Dr. Wenwen Huang awarded 2020 ZJU-Cornell Joint Seed Fund


Recently, Prof. Wenwen Huang has been awarded a ZJU-Cornell Joint Seed Fund to design and synthesize multi-stimuli responsive biomaterials. The funding is provided by Zhejiang University and Cornell China Center to support world-class research, education, collaboration and entrepreneurship across diverse communities in ZJU and Cornell.



About this joint project:

China is grappling with demographic shifts due to the global trend of rapid aging that exacerbates the burden of noncommunicable diseases and causes an urgent need to improve preventions and treatments. To address this, we are developing soft, adaptive, and responsive biomaterials using elastin: a major structural protein with high water content, tunable viscoelasticity, and biocompatibility. Using recombinant DNA technology, mechanically weak elastin can be fused with strong silk to adjust the mechanical properties of the dynamic elastin system, dubbed silk-elastin- like proteins (SELPs). We will design and synthesize reconfigurable, self-assembled SELP hydrogels with controllable properties to perform highly specific, pre-programmed functions. We will tightly integrate computational modelling and synthetic biology to design hydrogels that respond to combinatorial changes in temperature, pH, light, and electromagnetic fields. We embed computational modelling into the early stages of material synthesis to achieve time- and cost- efficiencies in generating specific targeted functions from molecular building blocks.

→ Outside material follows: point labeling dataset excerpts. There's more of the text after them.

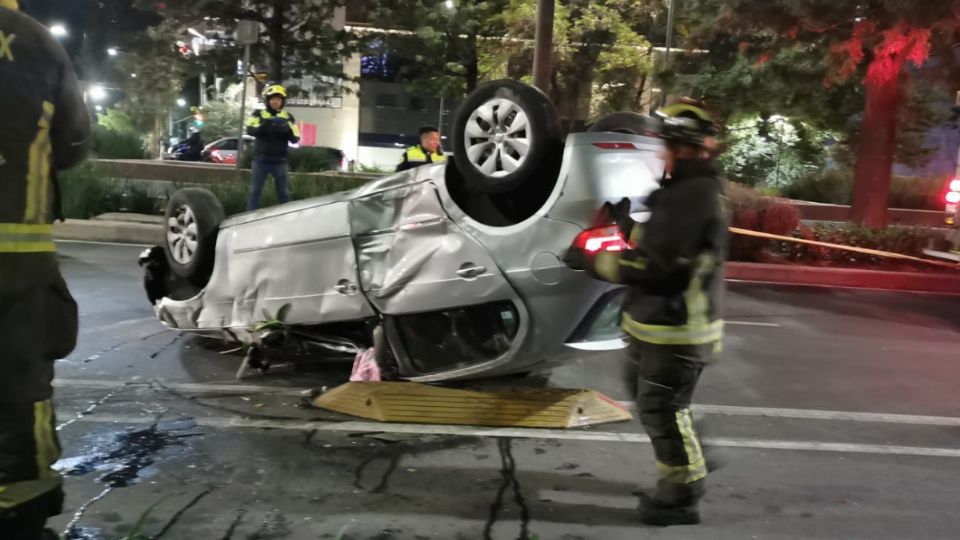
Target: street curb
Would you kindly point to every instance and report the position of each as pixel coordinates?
(844, 277)
(108, 231)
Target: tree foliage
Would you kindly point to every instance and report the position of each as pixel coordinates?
(153, 81)
(434, 45)
(298, 37)
(602, 63)
(837, 54)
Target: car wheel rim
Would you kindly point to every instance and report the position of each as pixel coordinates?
(182, 235)
(498, 137)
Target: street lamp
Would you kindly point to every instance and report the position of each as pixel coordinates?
(98, 93)
(59, 30)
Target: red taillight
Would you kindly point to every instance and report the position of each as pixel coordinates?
(603, 239)
(616, 146)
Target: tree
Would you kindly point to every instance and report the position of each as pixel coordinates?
(298, 37)
(156, 74)
(602, 62)
(874, 41)
(438, 43)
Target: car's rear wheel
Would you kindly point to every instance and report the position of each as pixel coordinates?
(192, 221)
(624, 122)
(503, 134)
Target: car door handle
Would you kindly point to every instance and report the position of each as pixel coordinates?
(346, 287)
(470, 271)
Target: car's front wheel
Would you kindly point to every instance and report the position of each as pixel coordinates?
(192, 222)
(503, 134)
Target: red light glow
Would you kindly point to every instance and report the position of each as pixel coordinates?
(604, 239)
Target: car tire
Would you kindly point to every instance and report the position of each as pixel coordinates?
(624, 122)
(504, 133)
(192, 221)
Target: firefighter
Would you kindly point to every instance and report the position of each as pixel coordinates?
(674, 271)
(46, 128)
(428, 151)
(274, 130)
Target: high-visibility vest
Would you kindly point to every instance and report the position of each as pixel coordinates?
(416, 154)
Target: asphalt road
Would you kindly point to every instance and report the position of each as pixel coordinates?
(836, 413)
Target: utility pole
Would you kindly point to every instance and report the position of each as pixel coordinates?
(543, 54)
(248, 33)
(671, 18)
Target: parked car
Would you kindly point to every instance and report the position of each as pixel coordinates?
(189, 149)
(452, 271)
(225, 150)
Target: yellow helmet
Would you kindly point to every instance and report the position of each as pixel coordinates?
(274, 90)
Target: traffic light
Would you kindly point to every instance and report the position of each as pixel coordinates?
(198, 117)
(184, 49)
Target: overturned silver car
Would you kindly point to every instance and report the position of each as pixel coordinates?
(452, 271)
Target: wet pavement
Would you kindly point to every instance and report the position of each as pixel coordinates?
(835, 414)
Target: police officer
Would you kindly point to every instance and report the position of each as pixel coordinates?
(675, 276)
(428, 151)
(274, 130)
(45, 128)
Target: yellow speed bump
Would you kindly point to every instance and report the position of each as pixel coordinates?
(414, 403)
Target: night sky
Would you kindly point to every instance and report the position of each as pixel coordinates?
(94, 25)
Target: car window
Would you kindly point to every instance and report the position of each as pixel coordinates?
(443, 340)
(602, 323)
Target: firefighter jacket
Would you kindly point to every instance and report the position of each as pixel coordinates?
(46, 128)
(274, 131)
(416, 156)
(674, 268)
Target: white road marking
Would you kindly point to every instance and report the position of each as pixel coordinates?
(201, 389)
(814, 414)
(183, 388)
(749, 323)
(219, 422)
(121, 244)
(852, 289)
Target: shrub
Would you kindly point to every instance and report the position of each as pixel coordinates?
(86, 192)
(831, 186)
(306, 159)
(903, 240)
(835, 186)
(112, 144)
(751, 210)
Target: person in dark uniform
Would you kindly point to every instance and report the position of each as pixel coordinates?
(46, 128)
(428, 151)
(673, 311)
(274, 129)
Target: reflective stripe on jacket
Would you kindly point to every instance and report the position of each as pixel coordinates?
(274, 131)
(675, 272)
(416, 156)
(45, 128)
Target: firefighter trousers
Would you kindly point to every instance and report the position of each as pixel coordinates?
(38, 325)
(667, 378)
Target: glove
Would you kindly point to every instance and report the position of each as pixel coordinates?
(622, 209)
(576, 259)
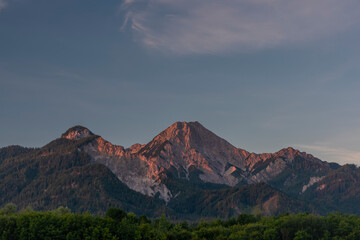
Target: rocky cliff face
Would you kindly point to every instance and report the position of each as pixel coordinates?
(185, 146)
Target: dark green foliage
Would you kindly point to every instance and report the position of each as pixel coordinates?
(63, 225)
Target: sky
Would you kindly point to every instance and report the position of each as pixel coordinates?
(262, 74)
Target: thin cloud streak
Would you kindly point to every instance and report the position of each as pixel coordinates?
(212, 26)
(339, 155)
(3, 4)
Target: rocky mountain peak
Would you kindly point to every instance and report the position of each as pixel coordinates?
(76, 133)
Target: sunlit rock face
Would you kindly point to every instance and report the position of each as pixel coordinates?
(185, 146)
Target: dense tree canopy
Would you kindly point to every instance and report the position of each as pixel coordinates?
(117, 224)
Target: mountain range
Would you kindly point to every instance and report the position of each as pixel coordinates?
(185, 172)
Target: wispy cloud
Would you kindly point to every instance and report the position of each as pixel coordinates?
(208, 26)
(3, 4)
(330, 154)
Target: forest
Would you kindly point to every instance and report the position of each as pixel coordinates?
(117, 224)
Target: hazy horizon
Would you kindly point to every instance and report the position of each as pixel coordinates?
(263, 75)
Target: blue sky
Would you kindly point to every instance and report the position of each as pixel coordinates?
(263, 74)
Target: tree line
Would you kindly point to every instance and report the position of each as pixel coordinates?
(61, 224)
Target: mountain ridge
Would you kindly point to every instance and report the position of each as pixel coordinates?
(185, 171)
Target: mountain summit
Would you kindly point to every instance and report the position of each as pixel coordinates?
(76, 133)
(185, 170)
(193, 153)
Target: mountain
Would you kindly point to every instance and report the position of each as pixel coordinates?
(186, 172)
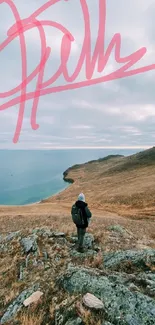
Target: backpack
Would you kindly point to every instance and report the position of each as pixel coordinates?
(77, 216)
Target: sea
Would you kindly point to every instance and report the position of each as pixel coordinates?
(29, 176)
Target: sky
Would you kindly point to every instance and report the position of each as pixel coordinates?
(118, 113)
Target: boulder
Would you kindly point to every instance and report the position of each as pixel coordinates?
(88, 240)
(138, 258)
(75, 321)
(93, 302)
(29, 244)
(33, 298)
(122, 306)
(17, 304)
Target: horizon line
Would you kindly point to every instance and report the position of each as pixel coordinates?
(79, 147)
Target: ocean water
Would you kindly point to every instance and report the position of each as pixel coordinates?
(28, 176)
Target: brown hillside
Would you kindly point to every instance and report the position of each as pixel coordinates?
(114, 183)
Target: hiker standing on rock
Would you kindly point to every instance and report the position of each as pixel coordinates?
(81, 217)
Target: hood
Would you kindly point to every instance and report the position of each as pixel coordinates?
(80, 204)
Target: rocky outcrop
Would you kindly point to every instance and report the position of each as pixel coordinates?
(122, 306)
(94, 287)
(17, 304)
(142, 259)
(29, 244)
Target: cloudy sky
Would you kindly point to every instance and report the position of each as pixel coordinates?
(118, 113)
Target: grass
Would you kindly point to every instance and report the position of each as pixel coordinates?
(120, 197)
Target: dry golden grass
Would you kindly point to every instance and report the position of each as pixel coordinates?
(115, 196)
(29, 319)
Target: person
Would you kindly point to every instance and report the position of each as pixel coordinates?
(81, 216)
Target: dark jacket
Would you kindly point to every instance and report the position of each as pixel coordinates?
(85, 212)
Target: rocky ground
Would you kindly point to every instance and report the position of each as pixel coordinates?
(44, 280)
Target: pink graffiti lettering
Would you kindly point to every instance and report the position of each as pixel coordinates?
(100, 56)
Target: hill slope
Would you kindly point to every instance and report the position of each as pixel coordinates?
(114, 182)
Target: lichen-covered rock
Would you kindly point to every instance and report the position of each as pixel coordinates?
(138, 258)
(44, 232)
(75, 321)
(85, 254)
(15, 307)
(93, 302)
(33, 298)
(12, 235)
(88, 240)
(29, 244)
(122, 306)
(116, 228)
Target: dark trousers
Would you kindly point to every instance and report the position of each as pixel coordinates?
(81, 233)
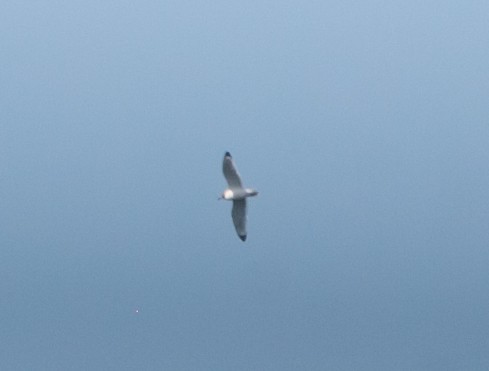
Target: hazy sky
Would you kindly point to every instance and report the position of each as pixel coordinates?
(363, 124)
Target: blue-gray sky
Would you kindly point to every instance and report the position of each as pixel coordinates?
(363, 124)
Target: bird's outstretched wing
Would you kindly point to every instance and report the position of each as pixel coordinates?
(230, 172)
(239, 217)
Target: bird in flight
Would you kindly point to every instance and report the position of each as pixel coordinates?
(236, 193)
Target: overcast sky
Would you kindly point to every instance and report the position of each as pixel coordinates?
(363, 124)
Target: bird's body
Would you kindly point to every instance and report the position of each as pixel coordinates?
(236, 193)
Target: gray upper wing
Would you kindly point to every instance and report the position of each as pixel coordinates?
(239, 217)
(230, 172)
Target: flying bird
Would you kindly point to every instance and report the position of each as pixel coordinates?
(236, 193)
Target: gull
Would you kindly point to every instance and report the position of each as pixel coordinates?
(236, 193)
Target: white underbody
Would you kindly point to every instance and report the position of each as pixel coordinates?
(238, 193)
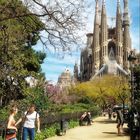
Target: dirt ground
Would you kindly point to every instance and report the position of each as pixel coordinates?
(101, 129)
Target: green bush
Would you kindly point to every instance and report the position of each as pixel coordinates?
(51, 130)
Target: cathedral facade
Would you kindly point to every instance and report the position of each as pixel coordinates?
(107, 47)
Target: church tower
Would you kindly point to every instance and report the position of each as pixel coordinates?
(126, 36)
(104, 34)
(110, 45)
(95, 44)
(119, 37)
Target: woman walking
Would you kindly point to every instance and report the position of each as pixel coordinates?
(30, 118)
(11, 128)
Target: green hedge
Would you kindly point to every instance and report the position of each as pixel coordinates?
(50, 131)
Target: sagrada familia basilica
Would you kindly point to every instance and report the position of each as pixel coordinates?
(107, 47)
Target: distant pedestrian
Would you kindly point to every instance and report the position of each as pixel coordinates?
(89, 120)
(29, 119)
(11, 129)
(119, 121)
(109, 112)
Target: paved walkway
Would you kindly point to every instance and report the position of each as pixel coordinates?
(101, 129)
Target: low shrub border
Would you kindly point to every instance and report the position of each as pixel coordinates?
(50, 131)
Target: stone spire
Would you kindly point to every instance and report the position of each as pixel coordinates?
(127, 40)
(96, 47)
(76, 71)
(104, 32)
(119, 36)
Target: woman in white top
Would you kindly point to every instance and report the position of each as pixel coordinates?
(29, 119)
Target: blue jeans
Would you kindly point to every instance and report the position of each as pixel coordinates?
(28, 132)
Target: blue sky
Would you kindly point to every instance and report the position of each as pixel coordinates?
(53, 65)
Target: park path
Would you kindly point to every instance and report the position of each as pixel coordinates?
(101, 129)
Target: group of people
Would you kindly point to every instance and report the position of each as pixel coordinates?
(28, 120)
(85, 117)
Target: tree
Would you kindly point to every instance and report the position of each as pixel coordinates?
(61, 19)
(17, 59)
(104, 91)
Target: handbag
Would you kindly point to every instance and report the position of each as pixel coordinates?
(10, 131)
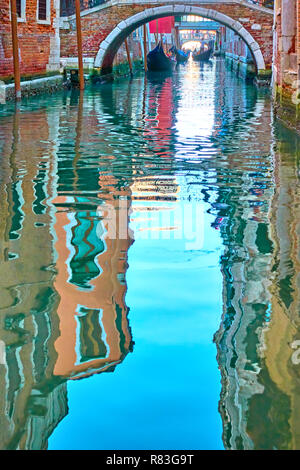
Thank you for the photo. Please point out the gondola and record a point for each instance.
(181, 56)
(157, 61)
(200, 56)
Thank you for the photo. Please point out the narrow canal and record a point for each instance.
(150, 267)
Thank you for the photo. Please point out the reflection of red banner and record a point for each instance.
(162, 25)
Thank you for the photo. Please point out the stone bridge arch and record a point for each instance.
(110, 45)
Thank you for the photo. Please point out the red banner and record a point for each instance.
(162, 25)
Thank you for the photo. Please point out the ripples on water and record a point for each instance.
(201, 189)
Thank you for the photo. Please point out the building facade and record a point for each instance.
(38, 34)
(286, 60)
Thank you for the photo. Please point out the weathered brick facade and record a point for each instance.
(287, 60)
(98, 24)
(38, 43)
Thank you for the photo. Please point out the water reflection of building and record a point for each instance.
(49, 331)
(257, 340)
(94, 331)
(31, 403)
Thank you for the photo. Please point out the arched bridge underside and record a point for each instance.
(104, 28)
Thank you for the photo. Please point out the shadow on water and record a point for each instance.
(76, 203)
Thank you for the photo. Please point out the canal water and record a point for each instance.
(149, 262)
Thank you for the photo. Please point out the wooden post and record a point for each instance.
(145, 47)
(128, 56)
(79, 44)
(14, 33)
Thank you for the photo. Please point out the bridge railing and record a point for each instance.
(67, 7)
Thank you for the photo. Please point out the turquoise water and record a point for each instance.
(149, 267)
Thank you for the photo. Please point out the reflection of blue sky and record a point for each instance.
(195, 117)
(165, 394)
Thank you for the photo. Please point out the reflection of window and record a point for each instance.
(43, 11)
(91, 336)
(86, 246)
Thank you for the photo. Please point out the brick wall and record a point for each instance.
(96, 26)
(35, 40)
(287, 60)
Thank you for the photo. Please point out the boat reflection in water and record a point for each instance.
(201, 137)
(63, 312)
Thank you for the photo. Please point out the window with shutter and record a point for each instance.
(19, 13)
(42, 10)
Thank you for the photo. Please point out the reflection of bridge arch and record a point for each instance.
(188, 44)
(109, 47)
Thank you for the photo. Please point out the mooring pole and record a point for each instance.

Figure. The amino acid sequence in silk-elastin-like proteins can be specifically tailored to imbue the resulting hydrogel with a broad range of stimuli-response


About ZJE/Cornell labs:

Huang lab (ZJE, China) has extensive knowledge and expertise in the development and integration of de novo designed protein biomaterials with high throughput screening and regenerative medicine. Her lab focuses on the synthesis of tailored proteins with tunable functional properties using recombinant DNA technology and the translation of protein biomaterials for tissue engineering and controlled release systems.
Yeo’s lab (Cornell, USA) deploy bio-inspired, bottom-up, computational approaches to rationally design next-generation biomaterials and precisely obtain the desired properties and functions. His lab harness polymeric design principles developed by Nature and combine multiscale modeling with high throughput simulations to rapidly test and validate the properties of these materials for implementation.